A most interesting article in the New York Times on the origins of Taco Bell:
Mitla Cafe, a modest restaurant serving typical Mexican-American food, has been on this corner since 1937 and is still owned by the descendants of its founders, Vicente and Lucia Montaño. It’s the oldest Mexican restaurant in the Inland Empire, the vast tract of sage and scrub east of Los Angeles, now covered with housing developments and strip malls, and home to millions of Mexican-Americans. (San Bernardino County’s population is almost 50 percent Hispanic, according to 2010 Census figures.)
Mitla is not a destination for huitlacoche, epazote or a rigorously authentic mole negra. It is old-school Cal-Mex, with burgers and grilled cheese on the menu. Plenty of patrons eat fries with their enchiladas; Pepsi products, not aguas frescas, fill the drinks cooler. But Mitla does serve a signature Mexican-American dish: tacos dorados con carne molida, “golden” tortillas fried to order and folded around a spicy compressed wedge of ground beef, blanketed with iceberg lettuce, chopped tomatoes and shredded Cheddar. (The hard-shell taco is not unknown in Mexico, but it is usually deep-fried with the stuffing already sealed inside it. These proto-tacos can still be found at Cielito Lindo on Olvera Street in downtown Los Angeles, where the recipe hasn’t changed since 1934.)

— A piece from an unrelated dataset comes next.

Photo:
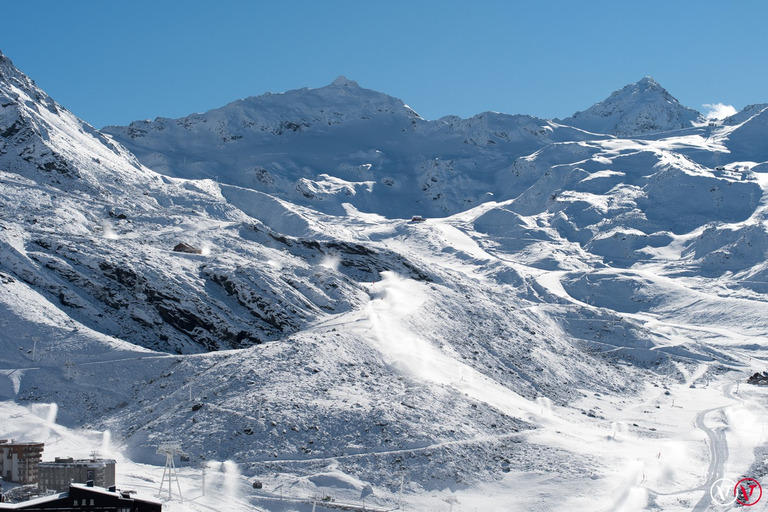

At Mitla, the tortilla is hot and crisp, the meat is beefy and satisfying, but other than that, this specialty — which has been on the menu as long as any of the Montaños can remember — very closely resembles the taco served to more than 36 million customers every week at 5,600 Taco Bell locations in the United States.
Coincidence? Mr. Arellano thinks not.
In 1950, one Glen Bell, an entrepreneur possessed by envy of the McDonald brothers’ success, opened a burger stand across the street from Mitla. (The building is still there; today, it’s a taco stand.) According to Mr. Arellano’s research, Mr. Bell ate often at Mitla and watched long lines form at its walk-up window; later, having persuaded the Montaños to show him how the tacos were made, he experimented after hours with a tool that would streamline the process of frying the tortillas.
He started serving his own tacos in 1951 (this according to Mr. Bell’s 1999 biography “Taco Titan,” which Mr. Arellano has practically memorized), and the business went through several name changes (Taco Tia, El Taco) before starting as Taco Bell in 1962. Now, at Mitla, the lines are gone; only the brown vinyl booths and the lunch regulars remain; while on the Taco Bell Web site, Mr. Bell is cited as the creator of the “fast food crunchy taco.” The Montaño family members are philosophical about this outcome, but Mr. Arellano isn’t.